The law of the universe. For every great idea there is a reason why it’s a terrible idea. The goal for a creative type is to have skin thick enough to let it run off your back and keep going.

Personally, I always invite push-back in my presentations. If I can’t defend an idea, it deserves to go away.

So the room battles back and forth until we come up with a name everyone can agree with. Just like in real life.

Then we start with the marketing language and concepts. Some are great. Some are terrible. Some are just bland and I divide them up without anyone noticing how they’re divided. I’m writing them on big sheets of paper and taping them up on the wall behind me.
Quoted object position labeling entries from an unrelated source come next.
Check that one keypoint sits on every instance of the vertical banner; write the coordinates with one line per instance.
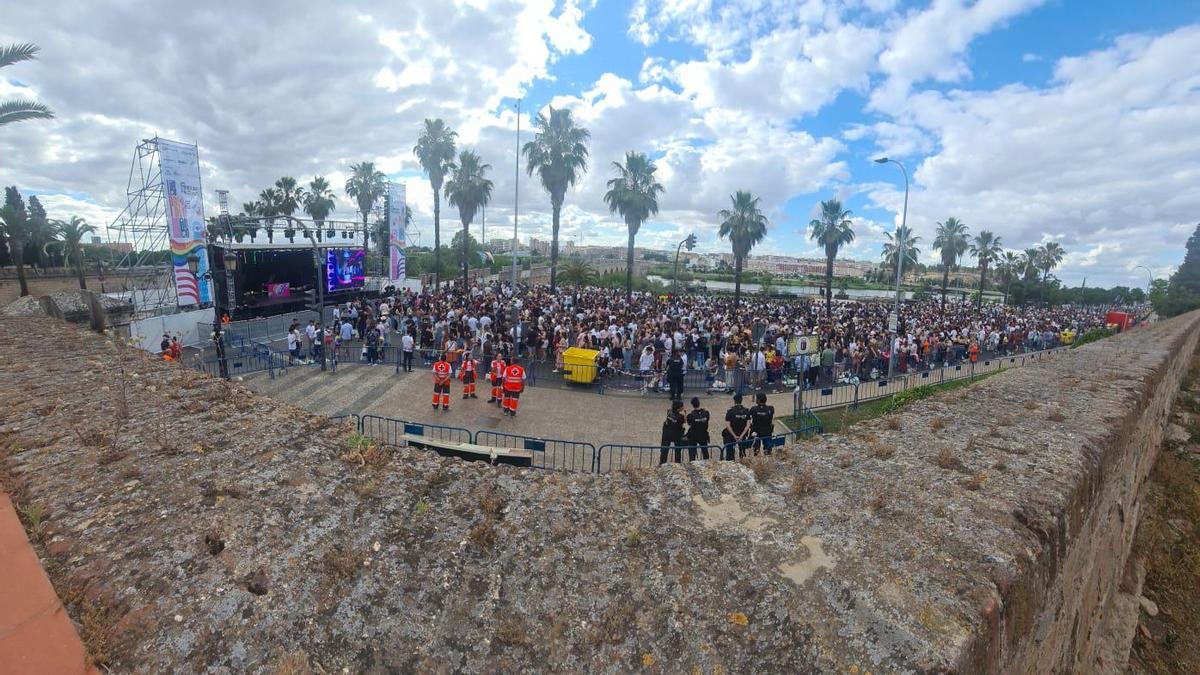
(396, 208)
(180, 166)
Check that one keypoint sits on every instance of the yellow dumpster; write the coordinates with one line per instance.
(580, 365)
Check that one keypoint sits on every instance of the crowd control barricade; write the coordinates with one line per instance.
(391, 431)
(612, 457)
(553, 454)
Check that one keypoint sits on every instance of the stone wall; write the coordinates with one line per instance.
(978, 531)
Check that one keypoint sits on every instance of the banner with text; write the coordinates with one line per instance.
(396, 208)
(180, 166)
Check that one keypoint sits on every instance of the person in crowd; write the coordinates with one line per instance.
(762, 423)
(697, 430)
(737, 429)
(673, 432)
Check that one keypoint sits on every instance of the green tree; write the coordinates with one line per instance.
(634, 193)
(832, 231)
(468, 189)
(907, 242)
(952, 242)
(1048, 257)
(985, 248)
(72, 233)
(743, 225)
(19, 109)
(435, 150)
(318, 202)
(1183, 290)
(16, 230)
(559, 155)
(365, 186)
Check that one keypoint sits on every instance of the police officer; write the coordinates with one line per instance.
(675, 375)
(762, 423)
(737, 429)
(672, 432)
(697, 430)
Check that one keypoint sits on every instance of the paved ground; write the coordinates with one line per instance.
(549, 412)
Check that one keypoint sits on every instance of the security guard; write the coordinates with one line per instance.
(496, 375)
(467, 375)
(514, 383)
(737, 429)
(672, 434)
(442, 383)
(762, 423)
(697, 430)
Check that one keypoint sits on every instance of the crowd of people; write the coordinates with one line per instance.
(658, 339)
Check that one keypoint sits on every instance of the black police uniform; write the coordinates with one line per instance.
(762, 425)
(697, 432)
(672, 435)
(738, 418)
(675, 377)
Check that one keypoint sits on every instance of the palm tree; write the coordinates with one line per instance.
(72, 233)
(269, 208)
(744, 226)
(469, 190)
(435, 149)
(1049, 256)
(985, 248)
(21, 108)
(16, 228)
(907, 242)
(833, 231)
(952, 242)
(559, 155)
(365, 185)
(634, 193)
(1011, 263)
(318, 202)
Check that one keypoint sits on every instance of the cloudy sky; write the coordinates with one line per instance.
(1075, 120)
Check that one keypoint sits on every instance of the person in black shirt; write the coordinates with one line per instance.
(675, 376)
(672, 432)
(737, 429)
(697, 430)
(762, 423)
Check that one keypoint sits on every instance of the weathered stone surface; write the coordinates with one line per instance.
(1003, 562)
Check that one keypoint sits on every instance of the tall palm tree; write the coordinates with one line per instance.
(72, 233)
(952, 242)
(907, 242)
(21, 108)
(1011, 263)
(634, 193)
(16, 228)
(832, 231)
(743, 225)
(269, 208)
(469, 190)
(318, 202)
(1049, 256)
(435, 150)
(985, 248)
(559, 155)
(365, 185)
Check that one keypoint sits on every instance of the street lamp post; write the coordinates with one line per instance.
(900, 254)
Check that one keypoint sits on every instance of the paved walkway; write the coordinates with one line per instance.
(546, 411)
(36, 634)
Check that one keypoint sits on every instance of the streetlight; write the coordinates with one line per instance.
(900, 254)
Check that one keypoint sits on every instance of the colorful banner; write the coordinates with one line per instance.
(180, 166)
(396, 207)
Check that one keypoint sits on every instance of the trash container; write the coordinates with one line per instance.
(580, 365)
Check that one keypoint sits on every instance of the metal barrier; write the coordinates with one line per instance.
(391, 431)
(547, 453)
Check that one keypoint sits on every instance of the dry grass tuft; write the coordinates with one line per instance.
(803, 484)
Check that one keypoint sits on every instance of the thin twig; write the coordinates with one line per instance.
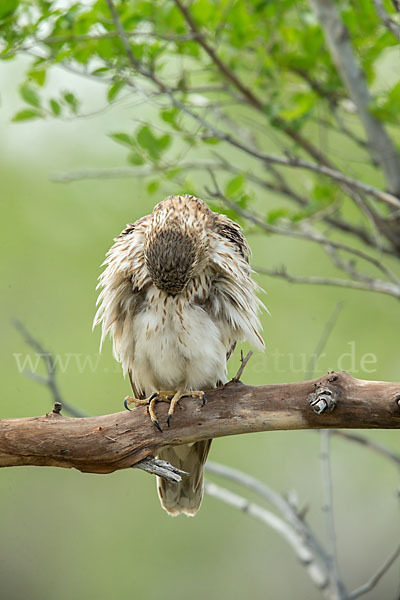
(328, 508)
(340, 47)
(49, 381)
(367, 587)
(323, 340)
(243, 363)
(305, 234)
(374, 285)
(386, 18)
(314, 566)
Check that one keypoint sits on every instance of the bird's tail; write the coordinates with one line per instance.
(184, 497)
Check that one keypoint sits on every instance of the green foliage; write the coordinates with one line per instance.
(285, 65)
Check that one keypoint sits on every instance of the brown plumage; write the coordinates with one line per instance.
(177, 295)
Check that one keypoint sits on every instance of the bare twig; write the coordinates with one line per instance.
(373, 285)
(386, 18)
(338, 40)
(323, 340)
(243, 363)
(50, 380)
(367, 587)
(329, 511)
(306, 234)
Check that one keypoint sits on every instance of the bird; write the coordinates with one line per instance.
(177, 294)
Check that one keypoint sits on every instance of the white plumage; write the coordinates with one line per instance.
(177, 295)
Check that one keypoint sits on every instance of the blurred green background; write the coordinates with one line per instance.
(64, 534)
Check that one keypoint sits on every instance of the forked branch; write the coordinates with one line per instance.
(108, 443)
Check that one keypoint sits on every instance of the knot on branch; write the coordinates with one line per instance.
(323, 399)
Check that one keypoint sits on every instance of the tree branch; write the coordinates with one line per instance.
(387, 20)
(108, 443)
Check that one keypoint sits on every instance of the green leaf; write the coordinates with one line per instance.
(124, 139)
(72, 101)
(114, 90)
(170, 115)
(148, 141)
(211, 141)
(26, 115)
(136, 159)
(8, 7)
(30, 96)
(234, 186)
(276, 214)
(164, 142)
(153, 186)
(38, 76)
(55, 107)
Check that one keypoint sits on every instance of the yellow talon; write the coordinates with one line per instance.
(171, 396)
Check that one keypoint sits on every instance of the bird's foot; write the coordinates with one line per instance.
(184, 394)
(172, 397)
(162, 396)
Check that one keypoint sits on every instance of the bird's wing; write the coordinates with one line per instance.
(233, 300)
(124, 282)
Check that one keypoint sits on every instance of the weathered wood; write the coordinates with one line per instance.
(117, 441)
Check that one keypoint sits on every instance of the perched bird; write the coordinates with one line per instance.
(177, 295)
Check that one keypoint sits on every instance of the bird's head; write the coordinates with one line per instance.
(176, 242)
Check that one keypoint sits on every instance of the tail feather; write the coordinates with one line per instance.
(184, 497)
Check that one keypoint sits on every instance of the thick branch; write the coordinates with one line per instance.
(108, 443)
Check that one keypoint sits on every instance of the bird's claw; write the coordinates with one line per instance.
(163, 396)
(126, 402)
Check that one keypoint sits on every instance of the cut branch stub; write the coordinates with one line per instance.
(323, 399)
(107, 443)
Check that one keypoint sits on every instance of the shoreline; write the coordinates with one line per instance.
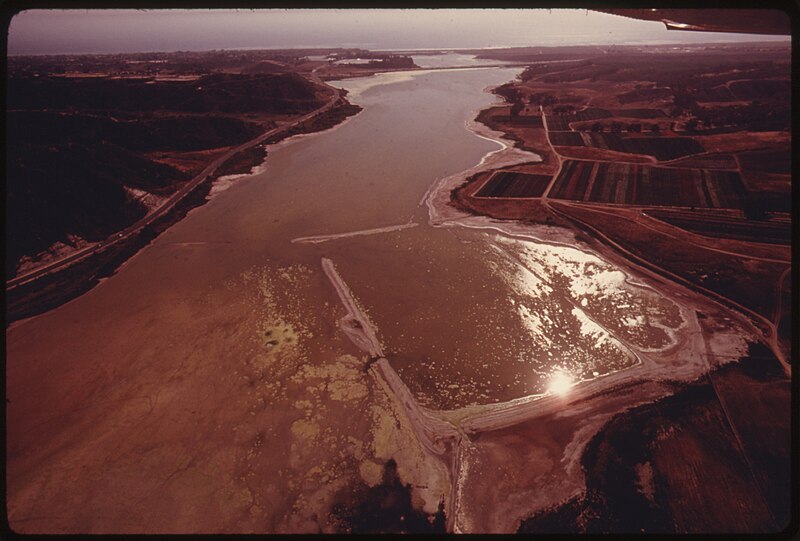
(649, 381)
(53, 289)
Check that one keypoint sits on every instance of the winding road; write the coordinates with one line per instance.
(177, 197)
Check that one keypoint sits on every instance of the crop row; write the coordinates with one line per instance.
(637, 184)
(729, 227)
(513, 184)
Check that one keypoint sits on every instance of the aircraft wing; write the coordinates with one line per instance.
(745, 21)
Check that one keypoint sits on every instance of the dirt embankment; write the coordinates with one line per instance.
(54, 289)
(711, 458)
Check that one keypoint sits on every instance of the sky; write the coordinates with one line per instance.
(119, 31)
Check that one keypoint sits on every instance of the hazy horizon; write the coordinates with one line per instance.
(108, 31)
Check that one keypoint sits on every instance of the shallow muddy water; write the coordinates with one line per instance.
(214, 355)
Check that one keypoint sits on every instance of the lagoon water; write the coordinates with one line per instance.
(225, 330)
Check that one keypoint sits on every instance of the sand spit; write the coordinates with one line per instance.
(316, 239)
(355, 323)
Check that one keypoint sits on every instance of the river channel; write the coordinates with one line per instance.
(208, 381)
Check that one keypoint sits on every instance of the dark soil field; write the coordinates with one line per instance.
(514, 184)
(706, 161)
(634, 184)
(699, 461)
(774, 160)
(728, 227)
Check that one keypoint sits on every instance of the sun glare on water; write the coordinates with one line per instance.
(560, 383)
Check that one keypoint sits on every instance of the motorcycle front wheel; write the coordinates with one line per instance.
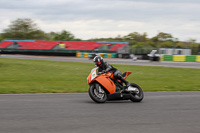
(97, 93)
(138, 95)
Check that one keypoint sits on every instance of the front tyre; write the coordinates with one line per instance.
(97, 93)
(137, 95)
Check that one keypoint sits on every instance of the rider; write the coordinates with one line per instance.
(104, 67)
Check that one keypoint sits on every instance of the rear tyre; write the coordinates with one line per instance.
(138, 95)
(98, 95)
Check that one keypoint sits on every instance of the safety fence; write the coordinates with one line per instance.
(187, 58)
(104, 55)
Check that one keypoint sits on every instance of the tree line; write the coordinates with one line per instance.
(27, 29)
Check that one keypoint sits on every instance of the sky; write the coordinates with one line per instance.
(87, 19)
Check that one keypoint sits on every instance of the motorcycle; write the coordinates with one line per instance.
(104, 87)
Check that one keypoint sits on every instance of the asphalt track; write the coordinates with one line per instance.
(112, 61)
(159, 112)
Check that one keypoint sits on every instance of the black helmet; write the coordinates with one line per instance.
(98, 60)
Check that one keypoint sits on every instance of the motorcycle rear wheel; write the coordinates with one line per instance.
(98, 95)
(136, 96)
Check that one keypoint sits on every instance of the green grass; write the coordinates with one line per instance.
(39, 76)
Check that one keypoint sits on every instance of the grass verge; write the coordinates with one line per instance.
(39, 76)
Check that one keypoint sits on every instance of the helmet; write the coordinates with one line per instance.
(98, 60)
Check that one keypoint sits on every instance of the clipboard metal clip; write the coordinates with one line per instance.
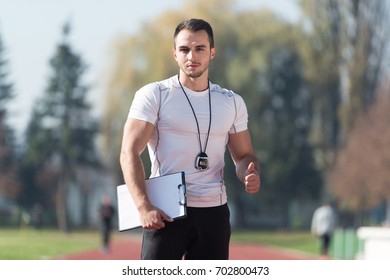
(182, 194)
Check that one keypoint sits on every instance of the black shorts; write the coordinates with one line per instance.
(203, 235)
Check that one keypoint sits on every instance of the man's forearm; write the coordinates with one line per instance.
(242, 166)
(134, 176)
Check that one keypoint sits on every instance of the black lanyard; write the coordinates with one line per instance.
(202, 152)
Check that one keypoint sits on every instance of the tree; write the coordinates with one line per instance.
(360, 178)
(61, 133)
(345, 51)
(9, 185)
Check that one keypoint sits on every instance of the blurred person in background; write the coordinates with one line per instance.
(323, 225)
(106, 214)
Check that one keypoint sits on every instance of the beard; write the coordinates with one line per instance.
(194, 73)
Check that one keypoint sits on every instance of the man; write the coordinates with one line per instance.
(323, 226)
(186, 122)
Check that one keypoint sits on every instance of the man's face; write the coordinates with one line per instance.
(192, 52)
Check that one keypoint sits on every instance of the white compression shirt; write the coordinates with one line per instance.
(174, 144)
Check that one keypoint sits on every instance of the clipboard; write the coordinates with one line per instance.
(167, 192)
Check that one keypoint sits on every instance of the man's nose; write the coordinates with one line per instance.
(191, 55)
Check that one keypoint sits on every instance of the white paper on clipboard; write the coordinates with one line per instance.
(165, 192)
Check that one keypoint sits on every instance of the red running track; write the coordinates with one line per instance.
(129, 248)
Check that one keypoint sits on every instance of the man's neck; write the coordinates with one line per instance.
(195, 84)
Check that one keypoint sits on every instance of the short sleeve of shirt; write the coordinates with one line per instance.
(145, 104)
(241, 120)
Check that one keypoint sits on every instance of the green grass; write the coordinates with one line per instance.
(31, 244)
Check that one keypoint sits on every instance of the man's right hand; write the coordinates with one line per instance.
(153, 218)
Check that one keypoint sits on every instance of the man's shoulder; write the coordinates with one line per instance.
(223, 91)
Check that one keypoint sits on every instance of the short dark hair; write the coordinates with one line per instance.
(195, 25)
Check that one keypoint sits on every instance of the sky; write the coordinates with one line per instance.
(31, 29)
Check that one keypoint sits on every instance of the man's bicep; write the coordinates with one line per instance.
(136, 134)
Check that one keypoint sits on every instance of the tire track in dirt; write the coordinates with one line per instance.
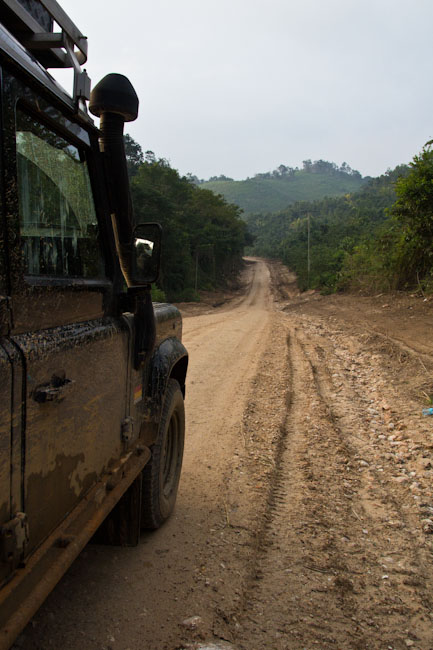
(335, 564)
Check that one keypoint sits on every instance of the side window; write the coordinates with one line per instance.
(59, 229)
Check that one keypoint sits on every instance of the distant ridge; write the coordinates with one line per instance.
(273, 191)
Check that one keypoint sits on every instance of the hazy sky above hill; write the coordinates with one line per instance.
(240, 86)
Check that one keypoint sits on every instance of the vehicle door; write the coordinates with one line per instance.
(75, 351)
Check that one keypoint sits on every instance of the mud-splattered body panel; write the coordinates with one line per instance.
(75, 395)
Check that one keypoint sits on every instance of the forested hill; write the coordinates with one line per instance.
(351, 241)
(272, 191)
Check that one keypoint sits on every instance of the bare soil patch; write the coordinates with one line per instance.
(305, 512)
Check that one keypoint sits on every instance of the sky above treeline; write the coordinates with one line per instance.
(238, 87)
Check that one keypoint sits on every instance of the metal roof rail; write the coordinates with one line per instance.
(31, 22)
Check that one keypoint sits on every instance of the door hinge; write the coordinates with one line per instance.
(14, 538)
(5, 315)
(127, 429)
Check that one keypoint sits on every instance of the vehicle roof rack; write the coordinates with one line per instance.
(31, 22)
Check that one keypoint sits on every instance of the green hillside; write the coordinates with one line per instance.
(274, 191)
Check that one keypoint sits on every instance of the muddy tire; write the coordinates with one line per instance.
(161, 475)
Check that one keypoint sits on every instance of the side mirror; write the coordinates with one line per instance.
(146, 253)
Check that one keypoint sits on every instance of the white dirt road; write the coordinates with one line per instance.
(305, 510)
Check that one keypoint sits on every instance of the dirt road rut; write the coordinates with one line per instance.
(305, 512)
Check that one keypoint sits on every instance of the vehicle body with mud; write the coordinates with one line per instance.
(92, 374)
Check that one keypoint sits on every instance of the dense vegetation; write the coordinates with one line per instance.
(350, 237)
(203, 235)
(272, 191)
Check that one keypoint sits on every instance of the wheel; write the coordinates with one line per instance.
(162, 473)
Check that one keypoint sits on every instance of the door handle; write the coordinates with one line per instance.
(54, 391)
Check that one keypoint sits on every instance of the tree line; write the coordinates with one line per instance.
(376, 239)
(203, 235)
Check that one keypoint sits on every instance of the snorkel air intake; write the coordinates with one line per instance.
(115, 102)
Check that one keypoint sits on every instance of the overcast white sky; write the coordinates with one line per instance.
(240, 86)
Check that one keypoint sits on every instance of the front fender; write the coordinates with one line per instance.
(170, 359)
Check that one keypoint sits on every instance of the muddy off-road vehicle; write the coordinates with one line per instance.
(92, 374)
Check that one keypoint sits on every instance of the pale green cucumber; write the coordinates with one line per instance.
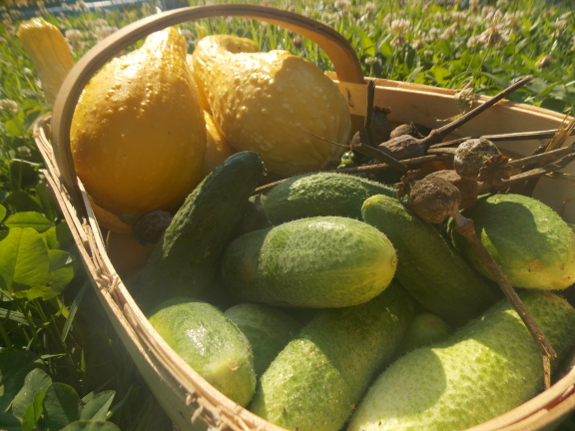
(321, 194)
(316, 262)
(210, 343)
(531, 243)
(429, 268)
(267, 328)
(485, 369)
(316, 381)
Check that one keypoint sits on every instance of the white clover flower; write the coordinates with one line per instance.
(473, 41)
(9, 105)
(371, 60)
(399, 27)
(450, 31)
(341, 4)
(493, 36)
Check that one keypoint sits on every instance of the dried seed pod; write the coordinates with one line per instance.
(434, 199)
(468, 189)
(471, 155)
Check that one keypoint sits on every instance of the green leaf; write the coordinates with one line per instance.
(73, 310)
(32, 219)
(15, 127)
(61, 406)
(87, 425)
(366, 44)
(24, 260)
(33, 413)
(386, 49)
(14, 366)
(98, 405)
(23, 174)
(36, 381)
(22, 201)
(48, 207)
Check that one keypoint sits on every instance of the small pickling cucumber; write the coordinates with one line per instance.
(486, 368)
(207, 340)
(321, 194)
(267, 328)
(315, 262)
(318, 378)
(429, 268)
(531, 243)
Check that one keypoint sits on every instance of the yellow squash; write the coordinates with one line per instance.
(273, 103)
(50, 53)
(217, 148)
(138, 135)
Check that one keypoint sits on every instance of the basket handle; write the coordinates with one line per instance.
(337, 48)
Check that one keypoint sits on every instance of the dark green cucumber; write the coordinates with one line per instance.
(186, 259)
(315, 262)
(321, 194)
(428, 266)
(318, 378)
(208, 341)
(267, 328)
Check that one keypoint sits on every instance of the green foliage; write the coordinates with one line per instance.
(61, 361)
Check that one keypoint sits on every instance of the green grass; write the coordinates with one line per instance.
(417, 42)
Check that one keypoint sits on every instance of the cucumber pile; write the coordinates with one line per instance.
(327, 304)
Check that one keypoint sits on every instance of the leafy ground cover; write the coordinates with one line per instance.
(56, 341)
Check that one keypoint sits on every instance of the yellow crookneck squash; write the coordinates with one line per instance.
(273, 103)
(50, 53)
(138, 135)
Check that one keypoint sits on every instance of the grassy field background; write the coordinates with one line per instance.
(485, 45)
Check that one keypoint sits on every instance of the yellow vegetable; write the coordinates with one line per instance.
(138, 134)
(217, 148)
(50, 53)
(273, 103)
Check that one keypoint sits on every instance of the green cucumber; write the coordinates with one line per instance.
(316, 262)
(429, 268)
(321, 194)
(531, 243)
(207, 340)
(267, 328)
(318, 378)
(186, 259)
(483, 370)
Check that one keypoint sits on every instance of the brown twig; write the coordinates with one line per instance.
(466, 229)
(517, 136)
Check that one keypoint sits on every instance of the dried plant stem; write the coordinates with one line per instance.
(518, 136)
(466, 229)
(440, 133)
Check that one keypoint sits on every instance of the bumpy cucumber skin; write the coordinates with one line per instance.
(429, 268)
(321, 194)
(486, 368)
(315, 382)
(267, 329)
(316, 262)
(210, 343)
(531, 243)
(186, 259)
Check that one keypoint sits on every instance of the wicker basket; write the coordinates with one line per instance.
(187, 398)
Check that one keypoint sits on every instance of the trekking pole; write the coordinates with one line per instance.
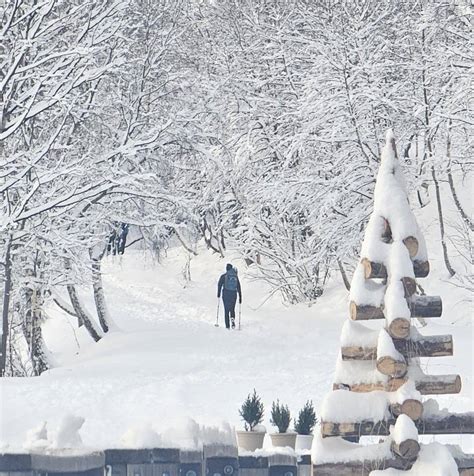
(217, 316)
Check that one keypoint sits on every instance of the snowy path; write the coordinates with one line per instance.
(168, 364)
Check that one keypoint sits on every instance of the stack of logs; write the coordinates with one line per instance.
(410, 345)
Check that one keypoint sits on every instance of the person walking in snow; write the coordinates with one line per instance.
(229, 286)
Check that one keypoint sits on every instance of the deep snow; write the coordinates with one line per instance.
(169, 372)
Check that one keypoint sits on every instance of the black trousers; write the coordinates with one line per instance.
(229, 298)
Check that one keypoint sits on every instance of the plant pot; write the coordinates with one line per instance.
(304, 442)
(250, 440)
(284, 439)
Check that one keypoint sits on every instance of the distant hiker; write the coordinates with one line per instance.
(122, 238)
(229, 284)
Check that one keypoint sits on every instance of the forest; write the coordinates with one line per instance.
(249, 124)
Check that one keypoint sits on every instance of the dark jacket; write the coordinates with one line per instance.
(226, 293)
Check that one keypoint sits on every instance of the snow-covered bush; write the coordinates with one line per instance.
(252, 411)
(306, 420)
(280, 416)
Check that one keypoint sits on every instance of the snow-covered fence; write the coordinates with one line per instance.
(379, 385)
(213, 460)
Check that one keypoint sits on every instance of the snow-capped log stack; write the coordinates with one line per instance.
(378, 383)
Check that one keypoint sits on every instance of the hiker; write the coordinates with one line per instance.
(122, 238)
(229, 284)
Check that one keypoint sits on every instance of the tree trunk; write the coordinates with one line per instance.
(99, 297)
(441, 224)
(463, 214)
(82, 313)
(6, 306)
(37, 345)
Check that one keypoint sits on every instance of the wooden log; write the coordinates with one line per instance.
(409, 286)
(399, 328)
(374, 270)
(387, 232)
(427, 346)
(364, 313)
(425, 306)
(412, 245)
(460, 423)
(390, 366)
(465, 465)
(420, 306)
(410, 407)
(439, 384)
(427, 385)
(360, 468)
(407, 449)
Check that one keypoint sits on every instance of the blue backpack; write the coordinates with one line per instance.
(230, 281)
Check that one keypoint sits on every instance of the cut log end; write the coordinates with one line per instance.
(407, 449)
(387, 232)
(409, 286)
(363, 313)
(421, 268)
(399, 328)
(412, 408)
(373, 270)
(426, 306)
(389, 366)
(427, 385)
(412, 245)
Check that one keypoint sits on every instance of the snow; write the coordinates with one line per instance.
(395, 303)
(386, 348)
(404, 429)
(390, 196)
(169, 369)
(373, 248)
(352, 372)
(355, 334)
(365, 291)
(391, 204)
(67, 435)
(343, 406)
(335, 450)
(399, 264)
(407, 391)
(433, 460)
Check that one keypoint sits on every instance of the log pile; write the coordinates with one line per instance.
(384, 288)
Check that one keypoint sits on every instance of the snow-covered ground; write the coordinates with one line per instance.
(169, 376)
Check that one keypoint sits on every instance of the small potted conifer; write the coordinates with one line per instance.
(281, 419)
(251, 413)
(304, 425)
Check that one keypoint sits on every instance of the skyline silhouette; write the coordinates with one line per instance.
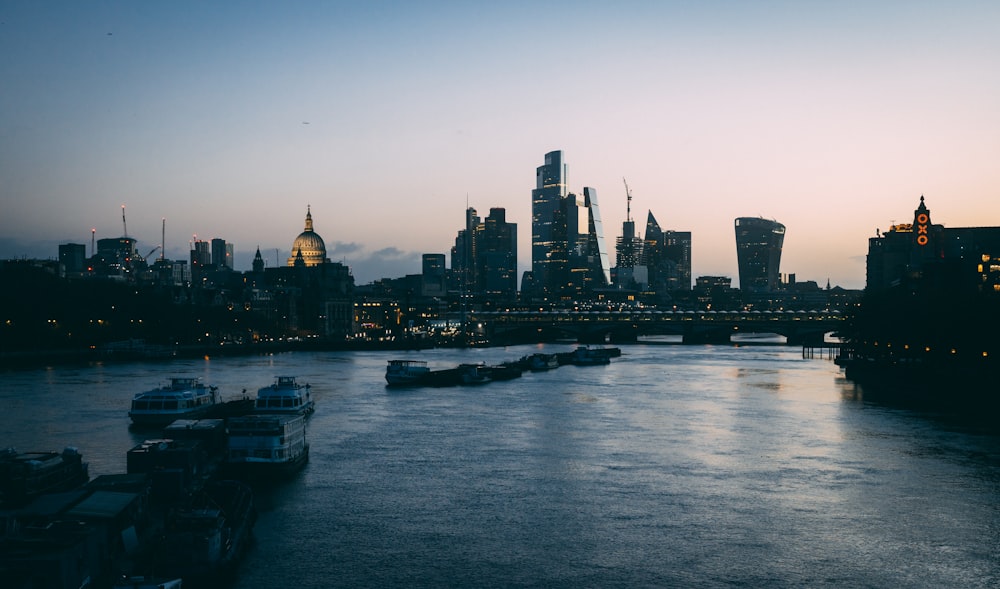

When I do my brainstorming sessions with clients, I use a lot of paper and put everything up on the walls so you can see it all at once. PowerPoint can’t do that.

And there will always be terrible ideas thrown out but I don’t kill anything right away. I let it die away behind the better stuff.

So as we came to the end of the hour, we’d developed a new company, built out a basic brand messaging system and full advertising campaign, complete with basic marketing plan aimed at our market personas.

Everyone involved loved it. I actually got several new clients from that day and people who’d swear they don’t have a creative bone in their body realized they have great ideas hiding in their heads.

What I learned was you can take any random room full of people and given the right guidance, they can solve big problems and have fun at the same time.

Brainstorming can be wonderful or terrible, depending on how it’ managed. I was in a brainstorming session recently and one person brought nothing to the table other than how bad he thought every idea was. I called for a break and talked to him privately. The goal of the meeting was to come up with ideas and not kill them instantly. I don’t know if he really understood that but he didn’t say much after that and things went smoothly.

A good brainstorming session requires a mediator that understands the process. As a Creative Director in my own and other’s agencies, I had to run this process hundreds of times. Bringing business people, creatives and the like into a room to make something out of nothing.

The secret? There are no bad ideas… RIGHT NOW. We’ll put everything up on the wall and then go back through and pull down the things that don’t fit. The bad ideas will fade away, but everyone will have a say and ownership.